Diversification Opportunities for Smallcap and Smallcap Growth
0.87 | Correlation Coefficient |
Very poor diversification
The 3 months correlation between Smallcap and Smallcap is 0.87. Overlapping area represents the amount of risk that can be diversified away by holding Smallcap Sp 600 and Smallcap Growth Fund in the same portfolio, assuming nothing else is changed. The correlation between historical prices or returns on Smallcap Growth and Smallcap is a relative statistical measure of the degree to which these equity instruments tend to move together. The correlation coefficient measures the extent to which returns on Smallcap Sp 600 are associated (or correlated) with Smallcap Growth. Values of the correlation coefficient range from -1 to +1, where. The correlation of zero (0) is possible when the price movement of Smallcap Growth has no effect on the direction of Smallcap i.e., Smallcap and Smallcap Growth go up and down completely randomly.
Pair Corralation between Smallcap and Smallcap Growth
Assuming the 90 days horizon Smallcap is expected to generate 1.02 times less return on investment than Smallcap Growth. In addition to that, Smallcap is 1.14 times more volatile than Smallcap Growth Fund. It trades about 0.1 of its total potential returns per unit of risk. Smallcap Growth Fund is currently generating about 0.12 per unit of volatility. If you would invest 1,427 in Smallcap Growth Fund on May 19, 2025 and sell it today you would earn a total of 106.00 from holding Smallcap Growth Fund or generate 7.43% return on investment over 90 days.
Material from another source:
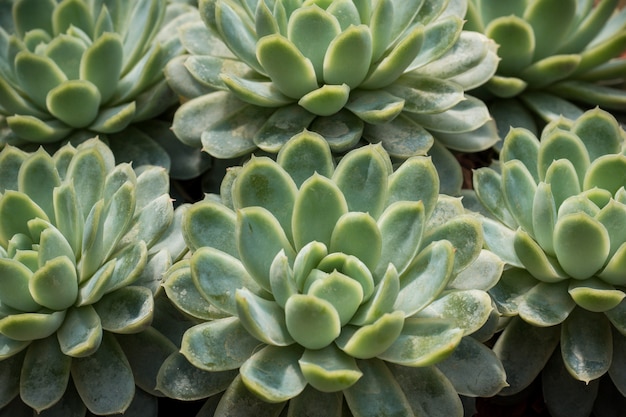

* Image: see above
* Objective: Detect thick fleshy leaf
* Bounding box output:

Time Period | 3 Months [change] |
Direction | Moves Together |
Strength | Strong |
Accuracy | 100.0% |
Values | Daily Returns |
Smallcap Sp 600 vs. Smallcap Growth Fund
Performance |
Timeline |
Smallcap Sp 600 |
Smallcap Growth |
Smallcap and Smallcap Growth Volatility Contrast
Predicted Return Density |
Returns |
Pair Trading with Smallcap and Smallcap Growth
The main advantage of trading using opposite Smallcap and Smallcap Growth positions is that it hedges away some unsystematic risk. Because of two separate transactions, even if Smallcap position performs unexpectedly, Smallcap Growth can make up some of the losses. Pair trading also minimizes risk from directional movements in the market. For example, if an entire industry or sector drops because of unexpected headlines, the short position in Smallcap Growth will offset losses from the drop in Smallcap Growth's long position.Smallcap vs. Elfun Government Money | Smallcap vs. Profunds Money | Smallcap vs. Fidelity Money Market | Smallcap vs. Putnam Money Market |
Smallcap Growth vs. Old Westbury Municipal | Smallcap Growth vs. Intermediate Term Tax Free Bond | Smallcap Growth vs. Prudential California Muni | Smallcap Growth vs. California Municipal Portfolio |
Check out your portfolio center.Note that this page's information should be used as a complementary analysis to find the right mix of equity instruments to add to your existing portfolios or create a brand new portfolio. You can also try the Odds Of Bankruptcy module to get analysis of equity chance of financial distress in the next 2 years.